The DTU [28] splits are the same as [84]. The test set scenes are (8, 21, 30, 31, 34, 38, 40, 41, 45, 55, 63, 82, 103, 110, 114), which are the ones visualized in Fig. 12 and Fig. 11, and used for quantitative results in Tab. 1. For pretraining, the train scenes are every non-test scene except (1, 2, 7, 25, 26, 27, 29, 39, 51, 54, 56, 57, 58, 73, 83, 111, 112, 113, 115, 116, 117). They are excluded because they have too much overlap with the train set; e.g 115-117 have the same object as scene 114, but with a different pose. This ensures that there is a domain shift between train and test with respect to scene semantics.

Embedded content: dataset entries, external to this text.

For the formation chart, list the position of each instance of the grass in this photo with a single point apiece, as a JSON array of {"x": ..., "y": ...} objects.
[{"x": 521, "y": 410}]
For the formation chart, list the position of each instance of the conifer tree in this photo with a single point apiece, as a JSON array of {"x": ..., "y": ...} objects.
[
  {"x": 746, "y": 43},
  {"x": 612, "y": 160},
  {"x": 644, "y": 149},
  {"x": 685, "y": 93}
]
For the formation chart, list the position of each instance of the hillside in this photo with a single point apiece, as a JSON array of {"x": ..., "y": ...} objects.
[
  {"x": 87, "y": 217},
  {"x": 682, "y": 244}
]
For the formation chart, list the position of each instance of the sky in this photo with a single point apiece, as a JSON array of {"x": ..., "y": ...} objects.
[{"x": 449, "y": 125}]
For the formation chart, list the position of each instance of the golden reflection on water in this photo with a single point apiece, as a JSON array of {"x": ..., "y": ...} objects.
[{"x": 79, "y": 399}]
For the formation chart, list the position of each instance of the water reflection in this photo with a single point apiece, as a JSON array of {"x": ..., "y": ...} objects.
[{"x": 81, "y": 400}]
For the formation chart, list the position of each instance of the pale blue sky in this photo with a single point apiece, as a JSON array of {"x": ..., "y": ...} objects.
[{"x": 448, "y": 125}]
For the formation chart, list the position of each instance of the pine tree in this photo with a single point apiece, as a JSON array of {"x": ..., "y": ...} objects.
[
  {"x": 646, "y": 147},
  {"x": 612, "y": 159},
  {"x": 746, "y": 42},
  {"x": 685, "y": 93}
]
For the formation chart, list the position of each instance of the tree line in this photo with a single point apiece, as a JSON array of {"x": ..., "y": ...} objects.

The splits for views also follow prior work [14, 43, 82, 84]. The index names for views are 0-indexed, while the DTU filenames are 1-indexed. The standard 9-view splits (which we do not experiment with here) use train views (25, 22, 28, 40, 44, 48, 0, 8, 13). The 6-view, 3-view, and 1-view splits choose the first 6, 3, and 1 views from that list respectively. The test views are all indexes from 0-49 except a set that were excluded due to image quality which are views (3, 4, 5, 6, 7, 16, 17, 18, 19, 20, 21, 36, 37, 38, 39). We use all the train and test views for pretraining, and unlike in PixelNerf [84], we do not include the excluded views for pretraining.

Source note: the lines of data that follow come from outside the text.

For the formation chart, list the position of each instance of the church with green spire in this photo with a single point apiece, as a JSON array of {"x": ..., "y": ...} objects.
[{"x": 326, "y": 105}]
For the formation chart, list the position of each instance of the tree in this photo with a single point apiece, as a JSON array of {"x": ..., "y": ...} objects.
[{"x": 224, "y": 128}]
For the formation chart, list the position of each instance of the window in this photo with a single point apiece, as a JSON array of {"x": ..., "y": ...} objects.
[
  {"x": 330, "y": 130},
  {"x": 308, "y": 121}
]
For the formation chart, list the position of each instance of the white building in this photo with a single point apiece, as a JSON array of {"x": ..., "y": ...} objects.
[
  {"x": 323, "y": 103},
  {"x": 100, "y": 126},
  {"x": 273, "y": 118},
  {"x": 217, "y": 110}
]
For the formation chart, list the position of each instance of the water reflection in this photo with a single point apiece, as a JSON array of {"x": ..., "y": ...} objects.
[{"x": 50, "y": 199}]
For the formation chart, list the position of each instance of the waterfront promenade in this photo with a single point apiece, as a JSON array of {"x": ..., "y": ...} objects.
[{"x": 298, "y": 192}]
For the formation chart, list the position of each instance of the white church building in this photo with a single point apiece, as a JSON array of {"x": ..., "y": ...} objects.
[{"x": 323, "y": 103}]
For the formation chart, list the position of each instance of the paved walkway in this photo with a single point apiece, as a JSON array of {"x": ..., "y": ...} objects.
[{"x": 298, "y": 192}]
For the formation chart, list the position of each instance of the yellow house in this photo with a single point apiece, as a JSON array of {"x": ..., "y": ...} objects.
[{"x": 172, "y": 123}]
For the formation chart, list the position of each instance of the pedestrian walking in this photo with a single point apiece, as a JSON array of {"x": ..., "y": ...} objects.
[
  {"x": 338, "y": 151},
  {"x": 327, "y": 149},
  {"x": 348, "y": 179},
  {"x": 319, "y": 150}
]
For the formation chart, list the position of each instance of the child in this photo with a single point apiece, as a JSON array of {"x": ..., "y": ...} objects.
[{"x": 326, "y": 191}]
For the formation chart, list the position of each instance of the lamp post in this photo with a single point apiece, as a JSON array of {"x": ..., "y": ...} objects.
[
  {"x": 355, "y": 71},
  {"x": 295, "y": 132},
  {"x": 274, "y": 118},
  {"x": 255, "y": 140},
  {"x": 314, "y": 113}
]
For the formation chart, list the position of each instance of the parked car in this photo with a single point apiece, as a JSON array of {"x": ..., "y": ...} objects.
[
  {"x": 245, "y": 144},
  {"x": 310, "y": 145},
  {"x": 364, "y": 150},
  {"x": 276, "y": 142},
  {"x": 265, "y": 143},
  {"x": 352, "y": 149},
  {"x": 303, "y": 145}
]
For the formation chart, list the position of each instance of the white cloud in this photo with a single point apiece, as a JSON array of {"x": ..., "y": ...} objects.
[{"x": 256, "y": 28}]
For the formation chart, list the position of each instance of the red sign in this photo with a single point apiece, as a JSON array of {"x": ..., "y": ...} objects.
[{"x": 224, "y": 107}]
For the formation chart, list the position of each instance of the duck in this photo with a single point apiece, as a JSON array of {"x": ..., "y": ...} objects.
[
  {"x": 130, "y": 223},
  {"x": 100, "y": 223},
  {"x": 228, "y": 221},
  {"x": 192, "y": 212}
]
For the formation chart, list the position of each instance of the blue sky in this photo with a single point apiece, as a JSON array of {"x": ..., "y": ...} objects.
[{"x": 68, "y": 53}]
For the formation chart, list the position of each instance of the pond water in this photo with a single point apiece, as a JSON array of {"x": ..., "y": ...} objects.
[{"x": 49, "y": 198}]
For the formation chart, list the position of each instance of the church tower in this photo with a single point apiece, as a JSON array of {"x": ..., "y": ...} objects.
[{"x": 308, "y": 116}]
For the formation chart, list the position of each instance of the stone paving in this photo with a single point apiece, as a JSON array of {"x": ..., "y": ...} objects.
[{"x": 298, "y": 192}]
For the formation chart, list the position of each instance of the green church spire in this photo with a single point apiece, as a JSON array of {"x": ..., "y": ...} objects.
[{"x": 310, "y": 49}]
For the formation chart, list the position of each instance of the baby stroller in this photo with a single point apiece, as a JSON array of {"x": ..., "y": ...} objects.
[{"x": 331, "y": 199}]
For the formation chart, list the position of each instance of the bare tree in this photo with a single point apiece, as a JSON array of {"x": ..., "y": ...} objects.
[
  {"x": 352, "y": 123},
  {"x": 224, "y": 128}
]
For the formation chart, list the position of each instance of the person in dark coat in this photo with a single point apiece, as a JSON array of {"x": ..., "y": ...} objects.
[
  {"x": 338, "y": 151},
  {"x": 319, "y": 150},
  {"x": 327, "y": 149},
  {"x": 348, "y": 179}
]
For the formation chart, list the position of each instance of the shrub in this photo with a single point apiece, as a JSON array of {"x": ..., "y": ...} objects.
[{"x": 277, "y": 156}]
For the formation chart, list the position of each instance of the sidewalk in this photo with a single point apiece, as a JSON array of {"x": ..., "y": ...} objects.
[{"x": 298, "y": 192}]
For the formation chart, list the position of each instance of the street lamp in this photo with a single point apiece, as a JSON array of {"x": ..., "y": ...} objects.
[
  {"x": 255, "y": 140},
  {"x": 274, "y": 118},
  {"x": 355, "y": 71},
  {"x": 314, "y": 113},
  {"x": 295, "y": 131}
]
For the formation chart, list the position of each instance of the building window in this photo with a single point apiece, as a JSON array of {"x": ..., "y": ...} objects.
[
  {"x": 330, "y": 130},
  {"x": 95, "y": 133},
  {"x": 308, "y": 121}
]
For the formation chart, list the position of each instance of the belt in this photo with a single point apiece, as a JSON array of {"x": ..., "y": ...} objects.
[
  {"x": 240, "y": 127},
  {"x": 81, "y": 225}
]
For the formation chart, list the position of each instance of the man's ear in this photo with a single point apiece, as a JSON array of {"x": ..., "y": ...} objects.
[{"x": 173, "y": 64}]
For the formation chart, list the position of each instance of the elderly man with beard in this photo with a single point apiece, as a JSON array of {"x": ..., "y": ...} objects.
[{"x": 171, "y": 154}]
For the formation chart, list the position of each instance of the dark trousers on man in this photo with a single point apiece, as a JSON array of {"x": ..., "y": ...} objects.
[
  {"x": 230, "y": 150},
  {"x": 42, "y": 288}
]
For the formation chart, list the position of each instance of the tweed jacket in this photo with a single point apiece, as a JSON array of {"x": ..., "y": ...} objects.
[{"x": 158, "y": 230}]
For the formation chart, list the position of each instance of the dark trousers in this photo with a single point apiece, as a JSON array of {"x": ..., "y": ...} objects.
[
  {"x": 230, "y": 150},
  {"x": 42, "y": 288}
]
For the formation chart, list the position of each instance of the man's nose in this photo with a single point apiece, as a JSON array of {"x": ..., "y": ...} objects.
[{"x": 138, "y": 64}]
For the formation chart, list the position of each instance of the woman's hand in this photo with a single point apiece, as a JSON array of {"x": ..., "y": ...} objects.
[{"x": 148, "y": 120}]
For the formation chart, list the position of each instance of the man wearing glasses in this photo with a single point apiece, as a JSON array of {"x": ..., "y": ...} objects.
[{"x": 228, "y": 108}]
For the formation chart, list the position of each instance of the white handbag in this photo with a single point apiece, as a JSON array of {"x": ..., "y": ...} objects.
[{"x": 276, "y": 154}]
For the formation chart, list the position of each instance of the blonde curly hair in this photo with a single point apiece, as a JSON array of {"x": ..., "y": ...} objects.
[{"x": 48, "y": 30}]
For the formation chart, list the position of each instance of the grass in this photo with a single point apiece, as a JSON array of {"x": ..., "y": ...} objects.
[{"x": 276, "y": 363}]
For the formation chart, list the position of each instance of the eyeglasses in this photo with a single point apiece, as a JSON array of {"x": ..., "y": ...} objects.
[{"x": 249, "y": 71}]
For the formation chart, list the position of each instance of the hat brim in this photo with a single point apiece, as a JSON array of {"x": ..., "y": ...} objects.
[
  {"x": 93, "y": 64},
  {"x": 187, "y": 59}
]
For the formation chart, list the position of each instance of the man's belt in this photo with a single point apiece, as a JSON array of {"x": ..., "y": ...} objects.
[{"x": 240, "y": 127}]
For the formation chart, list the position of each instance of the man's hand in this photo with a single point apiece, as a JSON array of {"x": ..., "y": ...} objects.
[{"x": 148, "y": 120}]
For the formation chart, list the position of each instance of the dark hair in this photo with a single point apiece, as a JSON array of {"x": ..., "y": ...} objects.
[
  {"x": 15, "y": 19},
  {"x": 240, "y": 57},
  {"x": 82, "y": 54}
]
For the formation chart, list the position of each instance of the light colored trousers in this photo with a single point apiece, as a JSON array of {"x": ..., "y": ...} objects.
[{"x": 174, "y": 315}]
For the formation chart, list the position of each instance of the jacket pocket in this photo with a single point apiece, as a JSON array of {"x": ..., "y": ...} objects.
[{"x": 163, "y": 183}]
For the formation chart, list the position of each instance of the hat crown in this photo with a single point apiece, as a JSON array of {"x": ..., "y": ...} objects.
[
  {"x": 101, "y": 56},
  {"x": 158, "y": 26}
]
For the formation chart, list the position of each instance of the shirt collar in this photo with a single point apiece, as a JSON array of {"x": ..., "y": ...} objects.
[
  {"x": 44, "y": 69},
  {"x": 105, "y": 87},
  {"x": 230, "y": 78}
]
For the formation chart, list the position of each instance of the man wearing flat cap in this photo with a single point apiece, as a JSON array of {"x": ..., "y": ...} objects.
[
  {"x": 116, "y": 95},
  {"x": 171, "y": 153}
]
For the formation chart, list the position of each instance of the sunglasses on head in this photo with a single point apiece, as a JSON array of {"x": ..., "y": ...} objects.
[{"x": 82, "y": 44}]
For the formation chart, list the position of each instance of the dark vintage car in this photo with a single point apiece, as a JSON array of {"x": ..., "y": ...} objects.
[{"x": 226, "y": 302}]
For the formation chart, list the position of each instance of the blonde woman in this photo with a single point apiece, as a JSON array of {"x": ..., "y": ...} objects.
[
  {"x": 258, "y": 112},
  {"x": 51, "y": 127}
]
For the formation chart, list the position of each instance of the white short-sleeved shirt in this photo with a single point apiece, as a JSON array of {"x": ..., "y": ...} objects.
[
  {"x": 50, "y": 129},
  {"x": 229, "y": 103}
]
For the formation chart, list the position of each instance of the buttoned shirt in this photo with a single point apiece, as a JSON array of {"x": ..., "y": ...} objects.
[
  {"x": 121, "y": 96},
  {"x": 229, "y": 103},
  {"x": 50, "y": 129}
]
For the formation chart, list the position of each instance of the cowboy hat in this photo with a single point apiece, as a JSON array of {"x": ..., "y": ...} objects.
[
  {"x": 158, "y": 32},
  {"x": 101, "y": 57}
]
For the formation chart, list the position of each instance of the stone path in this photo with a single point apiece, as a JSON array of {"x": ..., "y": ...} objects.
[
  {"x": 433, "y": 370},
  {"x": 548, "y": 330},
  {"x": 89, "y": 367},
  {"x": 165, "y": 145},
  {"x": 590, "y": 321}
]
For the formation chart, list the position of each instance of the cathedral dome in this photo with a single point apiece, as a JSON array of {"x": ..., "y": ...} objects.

In figures Fig. 11 and Fig. 12 we evaluate novel views in (1, 8, 12, 15, 24, 27, 29, 33, 40, 43, 48). We chose them as a representative subset of the test set views. In Fig. 8, we evaluate the novel views (1, 45, 22), and they were chosen to match with evaluation in prior work [14].

## L Output Bypass Architecture for Scene Tokens

In Sec. 5.2 and Fig. 5, we describe multi-scene pretraining, and introduce the scene-mapper,  $\mathcal{M}_{s_j}$  for predicting scene tokens of scene  $s_j$ . We now explain ‘output bypass’, which is an implementation detail proposed by [1] that modifies the standard textual inversion to improve the reconstruction of details in scenes. The changes to the system figure can be viewed in Fig. 21.

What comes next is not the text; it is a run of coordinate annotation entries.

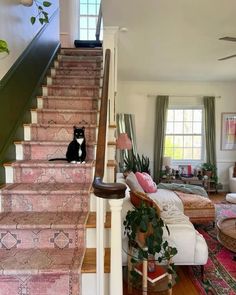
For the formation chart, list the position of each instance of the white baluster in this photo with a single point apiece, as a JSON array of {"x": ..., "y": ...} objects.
[{"x": 116, "y": 281}]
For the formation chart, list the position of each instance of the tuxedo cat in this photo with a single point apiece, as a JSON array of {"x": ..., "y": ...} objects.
[{"x": 76, "y": 151}]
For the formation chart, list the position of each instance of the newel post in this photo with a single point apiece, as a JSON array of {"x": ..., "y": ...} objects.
[{"x": 116, "y": 281}]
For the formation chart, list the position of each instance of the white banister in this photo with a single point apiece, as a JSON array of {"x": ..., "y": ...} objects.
[
  {"x": 100, "y": 246},
  {"x": 116, "y": 281}
]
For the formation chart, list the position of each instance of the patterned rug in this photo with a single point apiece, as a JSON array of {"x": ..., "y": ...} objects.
[{"x": 220, "y": 270}]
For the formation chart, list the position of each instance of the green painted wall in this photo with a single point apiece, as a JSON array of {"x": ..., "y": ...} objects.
[{"x": 19, "y": 87}]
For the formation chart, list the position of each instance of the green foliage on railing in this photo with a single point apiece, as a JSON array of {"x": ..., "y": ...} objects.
[{"x": 4, "y": 46}]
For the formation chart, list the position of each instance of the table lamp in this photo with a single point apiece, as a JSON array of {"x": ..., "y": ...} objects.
[{"x": 167, "y": 164}]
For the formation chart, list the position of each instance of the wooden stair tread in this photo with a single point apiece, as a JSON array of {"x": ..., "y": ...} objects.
[
  {"x": 89, "y": 262},
  {"x": 91, "y": 222}
]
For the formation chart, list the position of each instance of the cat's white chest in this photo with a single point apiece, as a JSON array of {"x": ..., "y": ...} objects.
[{"x": 80, "y": 141}]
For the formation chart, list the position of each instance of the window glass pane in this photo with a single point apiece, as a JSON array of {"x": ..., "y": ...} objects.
[
  {"x": 188, "y": 127},
  {"x": 197, "y": 115},
  {"x": 83, "y": 22},
  {"x": 83, "y": 34},
  {"x": 188, "y": 140},
  {"x": 169, "y": 152},
  {"x": 169, "y": 142},
  {"x": 91, "y": 34},
  {"x": 169, "y": 128},
  {"x": 170, "y": 115},
  {"x": 188, "y": 153},
  {"x": 178, "y": 153},
  {"x": 178, "y": 115},
  {"x": 183, "y": 138},
  {"x": 92, "y": 9},
  {"x": 178, "y": 141},
  {"x": 197, "y": 141},
  {"x": 92, "y": 22},
  {"x": 83, "y": 9},
  {"x": 196, "y": 153},
  {"x": 197, "y": 127},
  {"x": 188, "y": 115},
  {"x": 97, "y": 9},
  {"x": 178, "y": 128}
]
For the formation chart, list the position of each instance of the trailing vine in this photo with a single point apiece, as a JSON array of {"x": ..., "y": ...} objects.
[
  {"x": 4, "y": 46},
  {"x": 42, "y": 15}
]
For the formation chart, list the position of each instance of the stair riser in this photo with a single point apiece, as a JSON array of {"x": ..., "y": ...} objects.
[
  {"x": 91, "y": 241},
  {"x": 74, "y": 81},
  {"x": 70, "y": 91},
  {"x": 71, "y": 174},
  {"x": 79, "y": 57},
  {"x": 45, "y": 202},
  {"x": 46, "y": 152},
  {"x": 76, "y": 72},
  {"x": 48, "y": 284},
  {"x": 39, "y": 239},
  {"x": 72, "y": 52},
  {"x": 59, "y": 117},
  {"x": 54, "y": 133},
  {"x": 67, "y": 104},
  {"x": 78, "y": 64}
]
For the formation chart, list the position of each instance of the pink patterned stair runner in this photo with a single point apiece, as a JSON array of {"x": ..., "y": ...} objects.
[{"x": 44, "y": 211}]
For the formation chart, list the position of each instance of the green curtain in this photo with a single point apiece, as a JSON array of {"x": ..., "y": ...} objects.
[
  {"x": 210, "y": 137},
  {"x": 126, "y": 124},
  {"x": 162, "y": 102}
]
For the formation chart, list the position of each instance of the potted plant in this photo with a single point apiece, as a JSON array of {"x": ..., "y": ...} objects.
[
  {"x": 144, "y": 229},
  {"x": 3, "y": 46},
  {"x": 209, "y": 169}
]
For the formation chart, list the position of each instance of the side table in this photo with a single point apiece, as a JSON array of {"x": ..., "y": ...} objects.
[
  {"x": 142, "y": 285},
  {"x": 226, "y": 233}
]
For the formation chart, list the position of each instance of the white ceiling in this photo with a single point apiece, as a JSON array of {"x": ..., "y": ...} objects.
[{"x": 174, "y": 39}]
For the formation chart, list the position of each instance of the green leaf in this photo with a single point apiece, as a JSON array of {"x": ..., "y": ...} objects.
[
  {"x": 33, "y": 19},
  {"x": 4, "y": 46},
  {"x": 41, "y": 20},
  {"x": 46, "y": 3}
]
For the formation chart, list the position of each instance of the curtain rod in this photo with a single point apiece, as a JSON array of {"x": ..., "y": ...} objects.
[{"x": 197, "y": 95}]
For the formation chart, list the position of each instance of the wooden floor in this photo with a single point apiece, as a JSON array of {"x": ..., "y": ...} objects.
[{"x": 185, "y": 285}]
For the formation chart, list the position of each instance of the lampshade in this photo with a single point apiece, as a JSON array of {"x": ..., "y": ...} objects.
[
  {"x": 123, "y": 142},
  {"x": 166, "y": 161}
]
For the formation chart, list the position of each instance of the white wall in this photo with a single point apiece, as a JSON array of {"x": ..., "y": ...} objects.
[
  {"x": 69, "y": 22},
  {"x": 133, "y": 98},
  {"x": 17, "y": 30}
]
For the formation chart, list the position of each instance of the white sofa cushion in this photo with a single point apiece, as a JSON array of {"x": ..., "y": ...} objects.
[{"x": 231, "y": 198}]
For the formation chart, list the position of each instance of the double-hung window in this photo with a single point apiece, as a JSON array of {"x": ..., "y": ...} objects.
[
  {"x": 89, "y": 10},
  {"x": 184, "y": 141}
]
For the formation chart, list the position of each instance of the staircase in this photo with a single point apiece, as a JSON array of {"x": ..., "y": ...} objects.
[{"x": 45, "y": 205}]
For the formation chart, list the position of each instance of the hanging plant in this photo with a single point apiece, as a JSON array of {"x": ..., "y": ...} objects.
[
  {"x": 42, "y": 15},
  {"x": 4, "y": 46}
]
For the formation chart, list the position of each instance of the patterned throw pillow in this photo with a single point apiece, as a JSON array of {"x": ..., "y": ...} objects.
[
  {"x": 146, "y": 182},
  {"x": 137, "y": 198},
  {"x": 133, "y": 183}
]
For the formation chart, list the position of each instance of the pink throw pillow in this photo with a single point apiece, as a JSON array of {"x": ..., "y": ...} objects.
[{"x": 146, "y": 182}]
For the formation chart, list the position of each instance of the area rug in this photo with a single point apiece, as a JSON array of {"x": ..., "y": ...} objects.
[{"x": 220, "y": 270}]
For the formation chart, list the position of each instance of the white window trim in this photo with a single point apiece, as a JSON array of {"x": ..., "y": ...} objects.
[{"x": 193, "y": 163}]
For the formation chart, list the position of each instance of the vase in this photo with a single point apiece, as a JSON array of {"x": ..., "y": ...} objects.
[{"x": 27, "y": 2}]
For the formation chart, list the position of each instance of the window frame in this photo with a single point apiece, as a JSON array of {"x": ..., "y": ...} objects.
[
  {"x": 88, "y": 16},
  {"x": 183, "y": 161}
]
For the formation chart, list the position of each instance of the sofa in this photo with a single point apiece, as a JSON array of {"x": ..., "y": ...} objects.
[{"x": 191, "y": 246}]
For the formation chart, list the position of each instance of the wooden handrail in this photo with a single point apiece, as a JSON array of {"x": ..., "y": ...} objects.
[
  {"x": 99, "y": 21},
  {"x": 101, "y": 189}
]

The scene-mapper is conditioned on diffusion timestep,  $t$ , and UNet layer,  $\ell$ , which are concatenated and passed through the Fourier feature encoding,  $\mathbf{c}_\gamma = \gamma([t, \ell])$ . Earlier, we stated that the scene-mapper follows the same equation as the view-mapper: it predicts a word embedding (the scene token):

$$\mathbf{v}_{s_j} = \mathcal{M}_v(\mathbf{c}_\gamma) \quad (3)$$

The dimension is the CLIP token dimension for that model, for example 768 in Stable Diffusion 2. When using an output bypass, we instead generate one extra ‘bypass’ vector with the same dimension,  $\mathbf{v}'_{s_j}$ :

$$(\mathbf{v}_{s_j}, \mathbf{v}'_{s_j}) = \mathcal{M}_v(\mathbf{c}_\gamma) \quad (4)$$

To produce the extra vector, the MLP is exactly the same, but the output dimension is doubled, and then the output vector is chunked in two. Then,  $\mathbf{v}'_{s_j}$is scaled to have  $L_2$ -norm of 1, and then multiplied by a scalar  $\alpha$  which is set to 0.2 in our experiments. This vector is added to the original scene token *after* it has been processed by the CLIP text encoder (see the Fig. 21).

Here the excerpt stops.